The project's initial work will identify and facilitate stakeholder alignment around the most pressing gaps in malaria control and elimination policy, strategy, and implementation guidance. PMI INFORM is also designed to support the dissemination of results in a clear and actionable way, so that national malaria programs and policymakers can use the latest evidence to readily improve malaria programming.

PMI INFORM will build on PMI’s previous operational research efforts, which have focused on improving uptake and scale-up of interventions, cost-effectively implementing combinations of interventions, preserving the effectiveness of interventions in the face of drug and insecticide resistance, measuring the success and impact of interventions, and determining how to incorporate new interventions and when to withdraw less effective ones.
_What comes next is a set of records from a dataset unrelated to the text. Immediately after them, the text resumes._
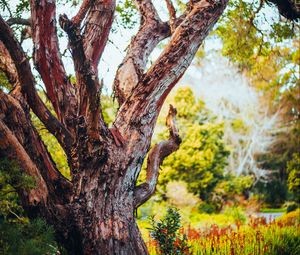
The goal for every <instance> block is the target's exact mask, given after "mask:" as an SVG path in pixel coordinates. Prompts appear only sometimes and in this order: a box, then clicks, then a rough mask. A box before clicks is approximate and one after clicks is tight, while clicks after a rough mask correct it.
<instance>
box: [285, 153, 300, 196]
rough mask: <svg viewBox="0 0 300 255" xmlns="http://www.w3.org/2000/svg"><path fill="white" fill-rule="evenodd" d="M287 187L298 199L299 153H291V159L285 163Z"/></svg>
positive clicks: (298, 180) (299, 155) (299, 182)
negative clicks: (286, 164)
mask: <svg viewBox="0 0 300 255" xmlns="http://www.w3.org/2000/svg"><path fill="white" fill-rule="evenodd" d="M287 172H288V188H289V191H291V192H292V193H293V195H294V197H295V199H296V201H298V202H299V201H300V154H299V153H295V154H293V157H292V159H291V160H290V161H289V162H288V163H287Z"/></svg>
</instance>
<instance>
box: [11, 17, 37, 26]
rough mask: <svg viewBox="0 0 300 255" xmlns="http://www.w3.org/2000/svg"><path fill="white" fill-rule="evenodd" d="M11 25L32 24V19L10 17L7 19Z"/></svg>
mask: <svg viewBox="0 0 300 255" xmlns="http://www.w3.org/2000/svg"><path fill="white" fill-rule="evenodd" d="M6 23H7V24H8V25H9V26H12V25H24V26H31V19H23V18H10V19H8V20H7V21H6Z"/></svg>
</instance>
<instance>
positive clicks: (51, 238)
mask: <svg viewBox="0 0 300 255" xmlns="http://www.w3.org/2000/svg"><path fill="white" fill-rule="evenodd" d="M57 252H58V249H57V245H56V242H55V239H54V231H53V228H52V227H49V226H48V225H47V224H46V223H45V221H43V220H41V219H37V220H34V221H32V222H28V223H24V224H20V223H12V222H6V221H4V220H1V221H0V254H3V255H15V254H19V255H40V254H57Z"/></svg>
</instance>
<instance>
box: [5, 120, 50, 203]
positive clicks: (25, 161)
mask: <svg viewBox="0 0 300 255" xmlns="http://www.w3.org/2000/svg"><path fill="white" fill-rule="evenodd" d="M0 149H1V151H4V152H5V154H6V156H7V157H8V158H10V159H17V160H18V162H19V164H20V165H21V166H22V168H23V169H24V170H25V172H26V173H27V174H28V175H30V176H32V177H34V179H35V180H36V188H34V189H31V190H30V191H29V192H28V196H27V200H28V202H29V205H31V206H35V205H37V204H39V203H46V201H47V197H48V189H47V186H46V183H45V181H44V180H43V178H42V176H41V174H40V173H39V170H38V169H37V167H36V165H35V164H34V163H33V162H32V160H31V159H30V157H29V156H28V154H27V153H26V151H25V150H24V148H23V147H22V145H21V144H20V143H19V141H18V140H17V139H16V137H15V136H14V134H13V133H12V132H11V131H10V130H9V128H8V127H7V126H6V125H5V124H4V123H3V121H2V120H1V119H0Z"/></svg>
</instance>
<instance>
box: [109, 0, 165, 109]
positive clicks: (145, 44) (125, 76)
mask: <svg viewBox="0 0 300 255" xmlns="http://www.w3.org/2000/svg"><path fill="white" fill-rule="evenodd" d="M135 3H136V5H137V8H138V10H139V12H140V14H141V26H140V29H139V31H138V33H137V34H136V36H134V37H133V38H132V40H131V43H130V45H129V47H128V50H127V54H126V57H125V58H124V60H123V61H122V63H121V65H120V66H119V68H118V71H117V74H116V77H115V80H114V85H113V89H114V93H115V96H116V98H117V99H118V102H119V105H121V104H123V103H124V101H125V100H126V99H127V98H128V97H129V96H130V94H131V92H132V90H133V88H134V87H135V86H136V85H137V84H138V82H139V81H140V79H141V77H142V75H143V73H144V69H145V67H146V63H147V60H148V57H149V55H150V54H151V52H152V51H153V50H154V48H155V47H156V46H157V44H158V43H159V42H160V41H162V40H163V39H165V38H166V37H168V36H169V35H170V28H169V25H168V24H167V23H163V22H162V21H161V19H160V18H159V16H158V14H157V11H156V9H155V7H154V5H153V3H152V1H151V0H136V1H135Z"/></svg>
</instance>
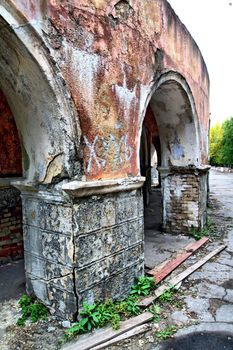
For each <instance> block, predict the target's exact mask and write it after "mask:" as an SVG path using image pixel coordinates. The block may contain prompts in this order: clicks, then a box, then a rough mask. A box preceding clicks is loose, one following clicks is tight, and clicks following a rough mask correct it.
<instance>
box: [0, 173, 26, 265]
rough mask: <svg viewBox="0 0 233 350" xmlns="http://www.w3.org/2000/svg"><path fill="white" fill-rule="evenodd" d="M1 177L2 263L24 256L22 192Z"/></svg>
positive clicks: (0, 254) (1, 226)
mask: <svg viewBox="0 0 233 350" xmlns="http://www.w3.org/2000/svg"><path fill="white" fill-rule="evenodd" d="M10 180H11V179H9V178H8V179H6V178H0V264H1V263H2V262H7V261H9V260H12V259H19V258H22V256H23V230H22V215H21V211H22V208H21V199H20V192H19V191H18V190H16V189H15V188H13V187H12V186H11V185H10Z"/></svg>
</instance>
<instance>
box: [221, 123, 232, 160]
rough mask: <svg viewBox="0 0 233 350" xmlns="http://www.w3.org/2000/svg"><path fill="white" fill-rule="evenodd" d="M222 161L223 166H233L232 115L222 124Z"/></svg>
mask: <svg viewBox="0 0 233 350" xmlns="http://www.w3.org/2000/svg"><path fill="white" fill-rule="evenodd" d="M221 153H222V162H223V164H224V165H225V166H229V167H232V166H233V117H231V118H230V119H228V120H226V121H225V122H224V123H223V125H222V149H221Z"/></svg>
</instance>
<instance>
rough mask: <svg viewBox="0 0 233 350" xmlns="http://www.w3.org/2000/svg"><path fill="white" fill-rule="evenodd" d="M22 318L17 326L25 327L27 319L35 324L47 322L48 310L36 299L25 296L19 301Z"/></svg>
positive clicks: (17, 321) (27, 296) (21, 298)
mask: <svg viewBox="0 0 233 350" xmlns="http://www.w3.org/2000/svg"><path fill="white" fill-rule="evenodd" d="M19 305H20V306H21V310H22V316H21V317H20V318H19V319H18V321H17V325H18V326H24V325H25V322H26V320H27V319H30V320H31V321H32V322H33V323H34V322H37V321H39V320H47V317H48V309H47V308H46V307H45V306H44V305H43V304H42V303H40V302H39V301H37V300H36V299H35V298H34V297H31V296H27V295H26V294H23V295H22V297H21V299H20V300H19Z"/></svg>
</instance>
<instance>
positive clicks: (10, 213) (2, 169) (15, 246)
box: [0, 90, 23, 264]
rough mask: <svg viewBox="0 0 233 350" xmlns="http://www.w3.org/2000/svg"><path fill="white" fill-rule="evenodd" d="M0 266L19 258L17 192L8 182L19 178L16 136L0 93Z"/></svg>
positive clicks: (17, 141)
mask: <svg viewBox="0 0 233 350" xmlns="http://www.w3.org/2000/svg"><path fill="white" fill-rule="evenodd" d="M0 150H1V152H0V264H1V262H7V261H9V260H12V259H19V258H22V257H23V230H22V205H21V198H20V192H19V191H18V190H17V189H16V188H14V187H12V186H11V181H12V180H14V179H15V178H18V177H21V176H22V157H21V147H20V141H19V135H18V131H17V128H16V124H15V120H14V117H13V114H12V112H11V109H10V107H9V105H8V103H7V100H6V97H5V96H4V94H3V92H2V91H1V90H0Z"/></svg>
“With PMI’s guidance, we are excited to collaborate with national malaria programs, in-country research institutions, and our consortium of partners to address key questions that countries grapple with as they work to reduce the burden of malaria and keep elimination efforts on track,” said Dr. Megan Littrell, Director of PMI INFORM at PATH.

PATH is the prime partner for PMI INFORM with a consortium of seven sub-partners: Abt Associates; the Broad Institute of MIT and Harvard and the Harvard T.H. Chan School of Public Health; the MRC Centre for Global Infectious Disease Analysis at Imperial College London; the London School of Hygiene & Tropical Medicine (LSHTM); the Malaria Atlas Project (MAP) of Telethon Kids Institute at Curtin University; the Center for Applied Malaria Research and Evaluation (CAMRE) at Tulane University; and the University of California, San Francisco Malaria Elimination Initiative (MEI).

About PATH
PATH is a global nonprofit dedicated to achieving health equity. With more than 40 years of experience forging multisector partnerships, and expertise in science, health, economics, technology, advocacy, and dozens of other specialties, PATH develops and scales innovative solutions to the world’s most pressing health challenges. PATH works in over 70 countries to transform bold ideas into sustainable solutions that improve health and well-being for all, reaching over 150 million people, on average, each year.

About PMI
The U.S. President's Malaria Initiative (PMI) supports 24 partner countries in sub-Saharan Africa and three programs in the Greater Mekong Subregion in Southeast Asia to control and eliminate malaria. Led by the U.S. Agency for International Development (USAID) and implemented together with the U.S. Centers for Disease Control and Prevention (CDC), PMI delivers cost-effective, life-saving malaria interventions—such as insecticide-treated bed nets, indoor residual spraying, and essential medicines—alongside catalytic technical and operational assistance that equips and empowers partner countries to end malaria. Since it was launched in 2005, PMI has also made significant investments in operational research and evaluation, to help guide program development and measure the success and impact of interventions.